I finally breath and I sweep back the willow branches and find Rei sitting up, ready to launch into ninja mode.

“Stay there, I’m coming.” I run over the sun-kissed grass in my bare feet, feeling lighter than cotton candy. “Guess what?”

“What?” Rei pats the hammock beside him, so I climb on, kneeling in the empty spot. He looks so happy, I can only guess it’s because Seth is a free man.

“Taylor’s gone into the light.”

He looks stunned for a second. “You’re sure?”

“I’m positive. I just watched her go.”

“Hallelujah!” He pulls me into a full-body hug and falls back into the hammock, taking me down with him. I let out a squeal, just because he’s caught me by surprise, then we both realize we’re lying in a rather intimate way.

“Um…” There’s a lot of awkward shimmying on both our parts until I’m beside him and my head finds that sweet spot on his shoulder.

“Soooo,” I say to break the silence, “she wanted you to know she’s sorry she accidentally stabbed you.”

Rei nods, then rests his chin on top of my head.

“Is Seth okay?”

“Seth is excellent! They let him out right after we left. He’s coming over later this afternoon.”

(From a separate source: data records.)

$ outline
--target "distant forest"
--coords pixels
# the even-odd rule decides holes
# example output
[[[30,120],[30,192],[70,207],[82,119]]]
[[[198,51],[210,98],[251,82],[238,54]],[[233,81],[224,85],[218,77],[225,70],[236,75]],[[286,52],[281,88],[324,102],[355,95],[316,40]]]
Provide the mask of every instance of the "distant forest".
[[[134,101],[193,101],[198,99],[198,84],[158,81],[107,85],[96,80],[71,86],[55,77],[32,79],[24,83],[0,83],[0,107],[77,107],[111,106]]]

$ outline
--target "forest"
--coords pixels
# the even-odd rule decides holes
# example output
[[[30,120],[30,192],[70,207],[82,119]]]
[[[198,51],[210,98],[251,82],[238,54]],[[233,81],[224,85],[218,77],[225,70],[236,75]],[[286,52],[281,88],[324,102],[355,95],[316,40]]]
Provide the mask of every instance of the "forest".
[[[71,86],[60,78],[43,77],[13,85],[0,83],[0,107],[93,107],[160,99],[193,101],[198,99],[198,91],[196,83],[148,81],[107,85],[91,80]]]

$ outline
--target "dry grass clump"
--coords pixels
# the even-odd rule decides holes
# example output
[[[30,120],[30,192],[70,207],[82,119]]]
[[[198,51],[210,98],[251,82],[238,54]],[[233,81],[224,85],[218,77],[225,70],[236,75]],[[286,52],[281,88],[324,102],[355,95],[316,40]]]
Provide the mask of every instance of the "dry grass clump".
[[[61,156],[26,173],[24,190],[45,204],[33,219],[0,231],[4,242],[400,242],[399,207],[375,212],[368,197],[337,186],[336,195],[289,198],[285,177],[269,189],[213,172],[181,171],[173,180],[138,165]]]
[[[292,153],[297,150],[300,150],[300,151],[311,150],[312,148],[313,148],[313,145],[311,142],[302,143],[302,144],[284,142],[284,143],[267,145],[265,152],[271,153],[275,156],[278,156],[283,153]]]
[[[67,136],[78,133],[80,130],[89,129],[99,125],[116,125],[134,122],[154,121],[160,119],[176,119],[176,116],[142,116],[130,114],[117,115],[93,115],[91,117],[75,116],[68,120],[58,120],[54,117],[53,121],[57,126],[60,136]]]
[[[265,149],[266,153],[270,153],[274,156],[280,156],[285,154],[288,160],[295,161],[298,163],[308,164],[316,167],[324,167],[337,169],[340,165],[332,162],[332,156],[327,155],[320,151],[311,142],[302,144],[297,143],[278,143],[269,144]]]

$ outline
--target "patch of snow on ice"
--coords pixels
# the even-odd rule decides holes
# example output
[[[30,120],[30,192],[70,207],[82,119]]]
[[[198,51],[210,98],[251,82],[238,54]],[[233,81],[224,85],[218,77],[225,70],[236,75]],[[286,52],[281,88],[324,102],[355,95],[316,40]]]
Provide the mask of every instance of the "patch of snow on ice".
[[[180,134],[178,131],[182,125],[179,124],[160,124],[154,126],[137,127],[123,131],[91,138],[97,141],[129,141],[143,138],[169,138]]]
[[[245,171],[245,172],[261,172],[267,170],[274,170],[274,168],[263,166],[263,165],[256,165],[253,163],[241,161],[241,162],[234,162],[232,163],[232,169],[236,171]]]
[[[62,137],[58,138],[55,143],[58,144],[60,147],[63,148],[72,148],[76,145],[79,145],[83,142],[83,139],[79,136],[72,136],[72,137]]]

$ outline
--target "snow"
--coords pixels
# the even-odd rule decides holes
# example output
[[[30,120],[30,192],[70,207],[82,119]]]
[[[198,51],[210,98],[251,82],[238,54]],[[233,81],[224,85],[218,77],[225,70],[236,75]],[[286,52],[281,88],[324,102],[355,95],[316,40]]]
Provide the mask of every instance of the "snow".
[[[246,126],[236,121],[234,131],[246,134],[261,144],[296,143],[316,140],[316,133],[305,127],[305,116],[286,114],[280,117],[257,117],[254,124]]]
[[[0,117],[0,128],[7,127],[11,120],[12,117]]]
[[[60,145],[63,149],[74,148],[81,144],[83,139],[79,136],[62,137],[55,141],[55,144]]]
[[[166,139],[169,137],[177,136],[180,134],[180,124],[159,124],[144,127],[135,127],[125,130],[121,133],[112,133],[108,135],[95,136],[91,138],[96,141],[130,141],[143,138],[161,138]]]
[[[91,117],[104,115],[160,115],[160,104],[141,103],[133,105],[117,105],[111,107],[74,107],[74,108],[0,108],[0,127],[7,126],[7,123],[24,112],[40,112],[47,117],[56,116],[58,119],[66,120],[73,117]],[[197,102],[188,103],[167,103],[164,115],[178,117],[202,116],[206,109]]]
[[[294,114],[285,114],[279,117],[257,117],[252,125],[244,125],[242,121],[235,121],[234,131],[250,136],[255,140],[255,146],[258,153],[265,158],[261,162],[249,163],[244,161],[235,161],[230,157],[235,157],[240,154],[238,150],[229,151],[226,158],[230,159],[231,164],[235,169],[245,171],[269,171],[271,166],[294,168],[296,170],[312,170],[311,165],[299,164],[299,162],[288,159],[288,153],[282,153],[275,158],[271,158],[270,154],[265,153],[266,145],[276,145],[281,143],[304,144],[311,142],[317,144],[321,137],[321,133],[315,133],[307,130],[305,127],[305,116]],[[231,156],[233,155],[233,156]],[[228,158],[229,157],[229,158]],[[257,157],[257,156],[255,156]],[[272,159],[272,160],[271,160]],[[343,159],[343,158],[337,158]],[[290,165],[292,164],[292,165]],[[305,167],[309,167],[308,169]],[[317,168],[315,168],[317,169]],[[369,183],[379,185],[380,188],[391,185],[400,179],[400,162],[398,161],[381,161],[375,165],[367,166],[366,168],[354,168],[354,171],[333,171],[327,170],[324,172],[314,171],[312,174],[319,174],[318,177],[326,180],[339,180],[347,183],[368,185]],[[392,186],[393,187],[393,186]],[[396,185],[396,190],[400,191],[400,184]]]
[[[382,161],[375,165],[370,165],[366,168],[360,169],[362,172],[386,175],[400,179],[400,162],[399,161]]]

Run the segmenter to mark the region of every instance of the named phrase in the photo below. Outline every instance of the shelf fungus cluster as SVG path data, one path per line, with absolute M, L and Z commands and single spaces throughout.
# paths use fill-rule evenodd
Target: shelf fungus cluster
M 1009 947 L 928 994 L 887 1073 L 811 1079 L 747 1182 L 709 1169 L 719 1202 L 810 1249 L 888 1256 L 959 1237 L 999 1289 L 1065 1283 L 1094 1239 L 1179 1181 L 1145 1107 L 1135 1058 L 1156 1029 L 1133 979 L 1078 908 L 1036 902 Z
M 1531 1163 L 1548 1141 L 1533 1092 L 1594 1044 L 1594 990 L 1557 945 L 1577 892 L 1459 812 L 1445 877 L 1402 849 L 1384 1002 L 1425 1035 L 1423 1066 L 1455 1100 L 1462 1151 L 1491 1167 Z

What must Seth think? Anna Rogan was ready to testify against him and send him to jail for a crime he didn’t commit. “Is he mad at me?” I have to ask.

“No,” Rei sounds surprised. “Why would he be mad at you? I told him you hit your head and your memory was a mess. Although he thinks he saw you in the woods the day we were caught in New York.”

“Yeah, I figured he saw me.”

“I didn’t even think of it, there was so much going on. I’ll have to figure out a way to talk us out of that one.” Rei strums his fingers against my shoulder.

“Is it the worst thing if he knew? I mean maybe not the part about how I healed your back, but I don’t want Seth to think he’s crazy on top of everything else.”

“I don’t know. I think the worst thing would be if you left your body and someone else got in,” Rei admits. “Or if you got sucked into a black hole.”

I poke him in the stomach. “Why are you so paranoid about black holes?”

He laughs. “I just want you to be safe.”

There cannot be a better place anywhere in the universe than right here, lying next to Rei. I rest my hand on his chest, just over his heart, and he weaves his fingers through mine. It’s an almost perfect moment. But what would I do for this boy I have known my entire life? Would I give up the keys to the universe? I would. “I don’t want you to worry, Rei. I can’t guarantee I won’t ever slip out during a dream, but if you’d feel better, I won’t leave again intentionally.”